Bishop felt blindsided by the conversation. It was late, nearly time they slept (he probably should have turned his light off twenty minutes ago). But it was too important. It mattered. Not just because it had happened - it had happened. But because it could happen again. Bishop was fairly strict himself about drinking and driving, but he was used to running or walking everywhere and was perfectly willing to walk for miles if he needed to, rather than get behind the wheel of a car. Not just for concern with drinking. For anything that needed it.

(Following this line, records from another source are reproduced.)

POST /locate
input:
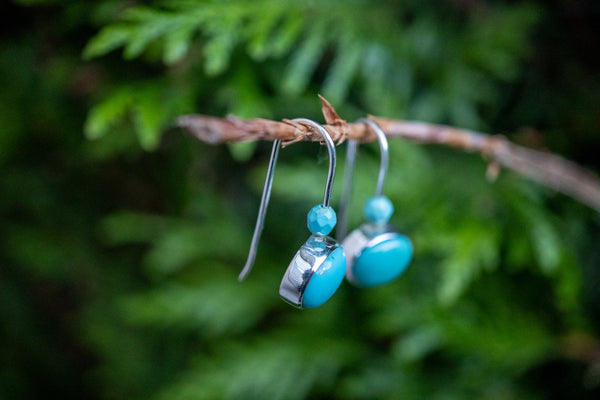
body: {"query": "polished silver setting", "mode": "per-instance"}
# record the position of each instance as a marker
(367, 236)
(303, 266)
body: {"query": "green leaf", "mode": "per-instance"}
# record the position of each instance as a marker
(106, 113)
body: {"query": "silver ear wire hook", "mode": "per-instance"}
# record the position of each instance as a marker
(342, 227)
(266, 195)
(262, 211)
(349, 173)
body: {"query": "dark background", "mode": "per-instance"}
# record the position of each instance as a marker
(121, 237)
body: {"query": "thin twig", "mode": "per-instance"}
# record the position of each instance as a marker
(548, 169)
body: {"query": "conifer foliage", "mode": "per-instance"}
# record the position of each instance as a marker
(122, 237)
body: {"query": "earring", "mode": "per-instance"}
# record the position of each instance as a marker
(318, 268)
(376, 253)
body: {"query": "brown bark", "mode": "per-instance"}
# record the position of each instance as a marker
(548, 169)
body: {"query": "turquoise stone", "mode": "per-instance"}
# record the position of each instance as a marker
(379, 209)
(383, 262)
(321, 220)
(326, 280)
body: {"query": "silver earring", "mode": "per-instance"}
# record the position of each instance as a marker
(377, 254)
(318, 268)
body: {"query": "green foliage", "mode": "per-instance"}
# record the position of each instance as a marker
(122, 238)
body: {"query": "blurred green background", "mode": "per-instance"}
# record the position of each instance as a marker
(122, 237)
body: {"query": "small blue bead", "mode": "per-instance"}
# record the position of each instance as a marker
(379, 209)
(321, 220)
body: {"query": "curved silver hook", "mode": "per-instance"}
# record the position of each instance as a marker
(349, 172)
(266, 195)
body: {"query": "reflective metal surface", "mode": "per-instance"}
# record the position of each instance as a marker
(303, 266)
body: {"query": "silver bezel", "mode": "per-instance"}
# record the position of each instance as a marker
(367, 236)
(303, 266)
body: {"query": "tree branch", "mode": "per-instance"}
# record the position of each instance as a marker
(548, 169)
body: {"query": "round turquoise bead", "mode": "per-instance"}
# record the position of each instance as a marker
(379, 209)
(321, 220)
(383, 262)
(325, 280)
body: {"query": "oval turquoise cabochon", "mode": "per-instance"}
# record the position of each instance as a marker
(383, 262)
(326, 280)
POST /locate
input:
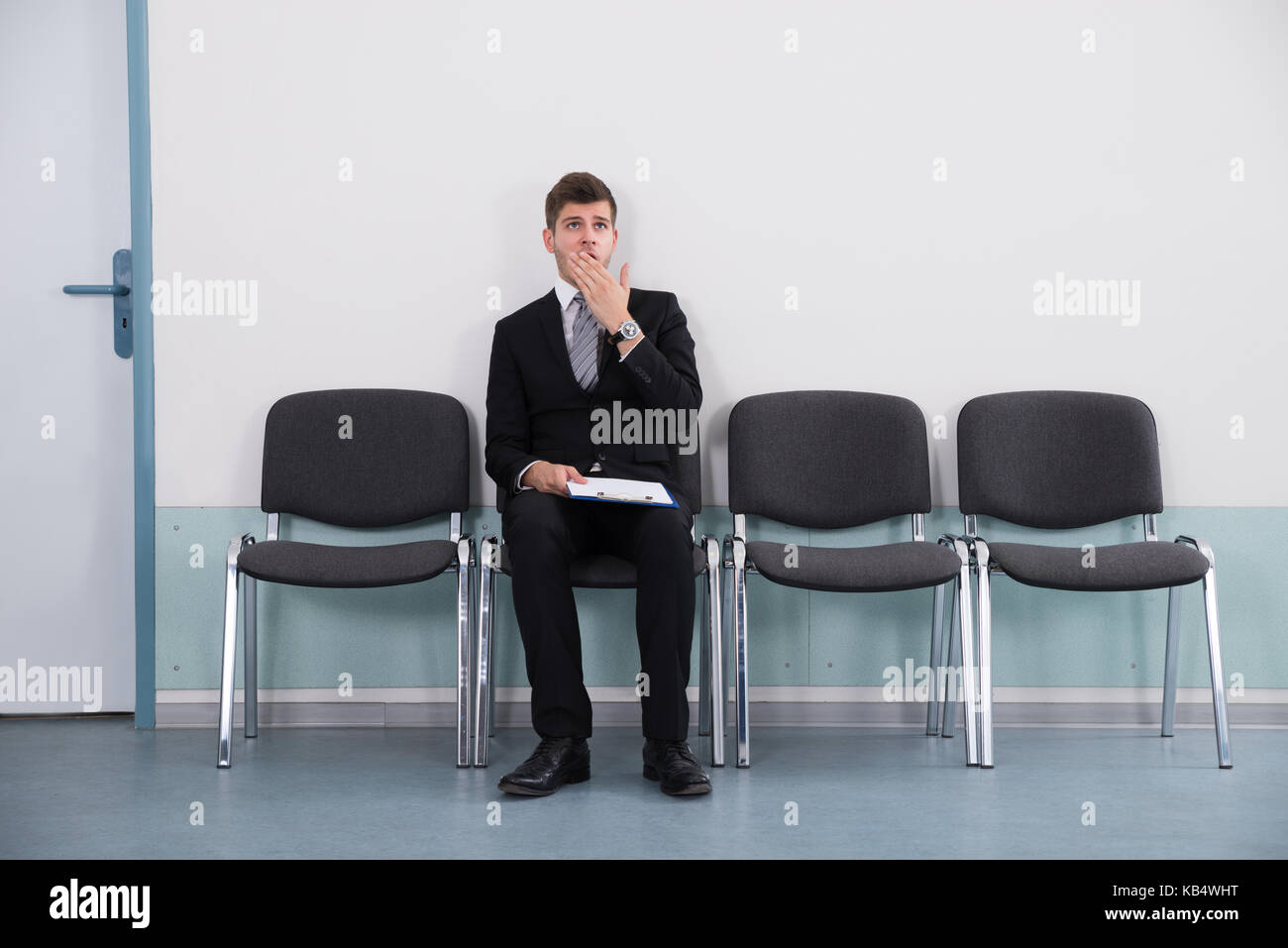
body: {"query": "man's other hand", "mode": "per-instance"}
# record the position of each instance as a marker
(552, 478)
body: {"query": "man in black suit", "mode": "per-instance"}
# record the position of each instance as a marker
(587, 344)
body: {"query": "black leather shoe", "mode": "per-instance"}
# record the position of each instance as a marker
(558, 760)
(673, 763)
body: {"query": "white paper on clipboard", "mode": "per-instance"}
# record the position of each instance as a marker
(622, 491)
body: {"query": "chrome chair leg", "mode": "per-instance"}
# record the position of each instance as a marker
(967, 639)
(704, 669)
(483, 675)
(715, 635)
(490, 662)
(936, 647)
(1219, 707)
(953, 679)
(464, 642)
(250, 675)
(984, 610)
(739, 608)
(228, 669)
(1170, 659)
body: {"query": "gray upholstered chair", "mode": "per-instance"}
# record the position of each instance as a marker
(827, 460)
(356, 458)
(612, 572)
(1064, 460)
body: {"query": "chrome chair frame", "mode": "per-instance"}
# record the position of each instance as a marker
(983, 566)
(711, 656)
(961, 638)
(463, 563)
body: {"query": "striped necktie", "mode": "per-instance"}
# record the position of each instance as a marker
(585, 346)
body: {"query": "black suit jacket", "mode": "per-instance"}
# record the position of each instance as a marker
(536, 411)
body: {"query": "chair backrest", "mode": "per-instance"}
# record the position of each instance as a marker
(687, 469)
(366, 458)
(1057, 460)
(827, 459)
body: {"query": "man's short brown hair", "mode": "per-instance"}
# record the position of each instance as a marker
(579, 187)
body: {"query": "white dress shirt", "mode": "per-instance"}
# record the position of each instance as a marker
(566, 292)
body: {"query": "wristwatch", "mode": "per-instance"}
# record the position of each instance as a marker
(627, 330)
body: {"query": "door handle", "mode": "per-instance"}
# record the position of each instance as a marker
(123, 301)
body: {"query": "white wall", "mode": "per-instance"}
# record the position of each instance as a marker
(765, 168)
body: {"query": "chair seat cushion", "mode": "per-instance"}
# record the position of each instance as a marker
(887, 569)
(1119, 567)
(601, 571)
(346, 567)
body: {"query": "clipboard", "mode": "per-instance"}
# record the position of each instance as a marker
(621, 491)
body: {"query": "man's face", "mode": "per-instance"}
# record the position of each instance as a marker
(581, 227)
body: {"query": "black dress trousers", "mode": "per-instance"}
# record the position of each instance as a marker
(544, 533)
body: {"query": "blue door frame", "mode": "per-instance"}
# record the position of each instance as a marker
(145, 430)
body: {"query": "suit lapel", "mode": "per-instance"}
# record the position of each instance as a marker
(552, 320)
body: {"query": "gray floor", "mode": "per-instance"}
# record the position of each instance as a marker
(99, 789)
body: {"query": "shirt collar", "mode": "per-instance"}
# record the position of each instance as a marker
(565, 291)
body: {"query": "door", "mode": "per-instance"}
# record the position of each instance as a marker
(67, 604)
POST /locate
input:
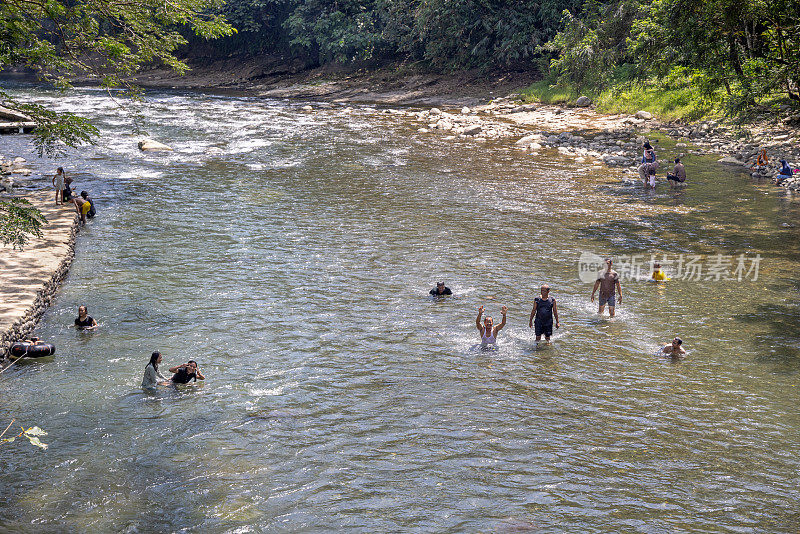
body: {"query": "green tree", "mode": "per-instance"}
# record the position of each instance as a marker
(105, 42)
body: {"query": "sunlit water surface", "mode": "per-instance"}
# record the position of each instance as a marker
(294, 263)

It was a relief she had pulled over, a relief she hadn’t driven drunk the whole way between the Bellows Inn and their house. It was too damn far. One block was too far to drive drunk. Somehow, it couldn’t happen again. However that went. It wasn’t Bishop’s place to declare how that happened. But he was willing to help, to be someone else touching base with her about it. “Whatever way will work for you,” Bishop replied, “You decide, I’ll have your back.” To support her, to stop her if she slipped, to stop her from making a worse mistake she wouldn’t be able to take back.
She was so damn lucky nothing more had happened.
Amita nodded, and reached her fingers up to her eyes to wipe them. "I'm sorry, Bishop," she told him regretfully.
Of course there was the other bit.
She gathered herself up. The thing was she had been intoxicated, and that meant that her certainty was less than it could have been. And yet.